Here is what happened. Officials at the Dallas hospital caring for the nation’s first Ebola patient issued a statement around October 1, which was critical of the EHR that their system uses. At issue was the interaction between the physician and nursing portion of the EHR and why critical travel information was not communicated between the people providing care. It took about two days for the hospital to retract that statement.

In reading blogs and news reports on the subject, people have divided into two camps on the EHR Ebola matter—those (who probably were not that keen on EHRs to begin with) say this would not have happened with the paper chart and that this is yet one more example of why EHRs are “bad.” Those on the other side say the EHR worked fine, but the hospital did not “build” its EHR correctly — they should have made travel history easier for the physician to find. I do not necessarily want to add to the second-guessing about what happened, but a good question to ask is, “What can we learn from the incident?”
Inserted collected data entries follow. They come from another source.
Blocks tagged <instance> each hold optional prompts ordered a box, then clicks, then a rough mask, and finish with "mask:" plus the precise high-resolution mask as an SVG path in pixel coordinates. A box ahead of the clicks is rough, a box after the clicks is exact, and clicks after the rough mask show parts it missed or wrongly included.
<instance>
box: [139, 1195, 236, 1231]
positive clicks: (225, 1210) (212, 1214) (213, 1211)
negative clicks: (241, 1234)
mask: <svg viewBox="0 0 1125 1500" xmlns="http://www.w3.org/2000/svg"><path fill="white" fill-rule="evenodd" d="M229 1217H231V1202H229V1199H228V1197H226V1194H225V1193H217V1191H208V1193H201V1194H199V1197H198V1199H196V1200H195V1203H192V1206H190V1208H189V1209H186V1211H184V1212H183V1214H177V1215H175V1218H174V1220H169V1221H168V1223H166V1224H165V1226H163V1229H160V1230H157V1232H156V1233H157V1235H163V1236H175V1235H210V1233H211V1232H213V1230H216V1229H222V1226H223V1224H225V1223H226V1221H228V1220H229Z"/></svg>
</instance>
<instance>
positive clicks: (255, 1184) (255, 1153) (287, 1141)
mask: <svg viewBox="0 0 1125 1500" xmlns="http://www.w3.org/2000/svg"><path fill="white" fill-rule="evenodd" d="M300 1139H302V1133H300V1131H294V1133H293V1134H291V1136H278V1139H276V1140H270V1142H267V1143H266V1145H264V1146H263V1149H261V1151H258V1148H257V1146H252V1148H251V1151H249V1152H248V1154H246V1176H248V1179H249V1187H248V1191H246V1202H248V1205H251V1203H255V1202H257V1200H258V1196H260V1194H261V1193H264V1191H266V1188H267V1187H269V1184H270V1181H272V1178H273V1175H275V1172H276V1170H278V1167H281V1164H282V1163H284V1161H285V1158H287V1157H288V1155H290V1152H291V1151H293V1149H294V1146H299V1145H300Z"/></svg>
Well, a few obvious things. First, we know that both paper records and EHRs can produce errors. We know that when recording data in either type of record, accuracy is critical, as is taking time to read what is in the record. We know that workflow must take into account ways in which data is stored and how it can be viewed. And, we know that communication is difficult even under the best of circumstances.

But, we did more than just learn. The EHR and Clinical IT teams from TTUHSC and UMC responded quickly to the situation and made the following changes to our travel history intake form:
  • First, we made the travel history component required on ALL INTAKE forms in all settings of care across ambulatory clinics, inpatient and outpatient hospital services, and in the Emergency Center (where by required, it means that you literally cannot exit the form without completing a travel history, along with some vital signs and smoking history, which have been required for some time).
  • We added flexibility to the time of travel to allow specifying travel within 7 days, 14 days, 21 days, or 30 days.
  • Finally, a more specific region, West Africa, was added as a choice for travel regions.

In addition, we created a rule to notify the user of all patients who have traveled to West Africa within the last 30 days. In other words, if you open the chart, you see the alert notifying you of travel. All users, every chart opening, for the entire encounter.

Our teams, with assistance and guidance from Texas Tech Physicians' Dr. Craig Bradley, learned quickly from a rapidly evolving situation and acted upon those lessons. An EHR is a tool. A wonderful tool, in my opinion. It can drive better data collection and even empower distribution and communication of that data.

But, let us not forget the value of a physician listening to a patient and a care team engaging in ongoing interpersonal communication between human beings. Those have been and will remain the cornerstone of great healthcare.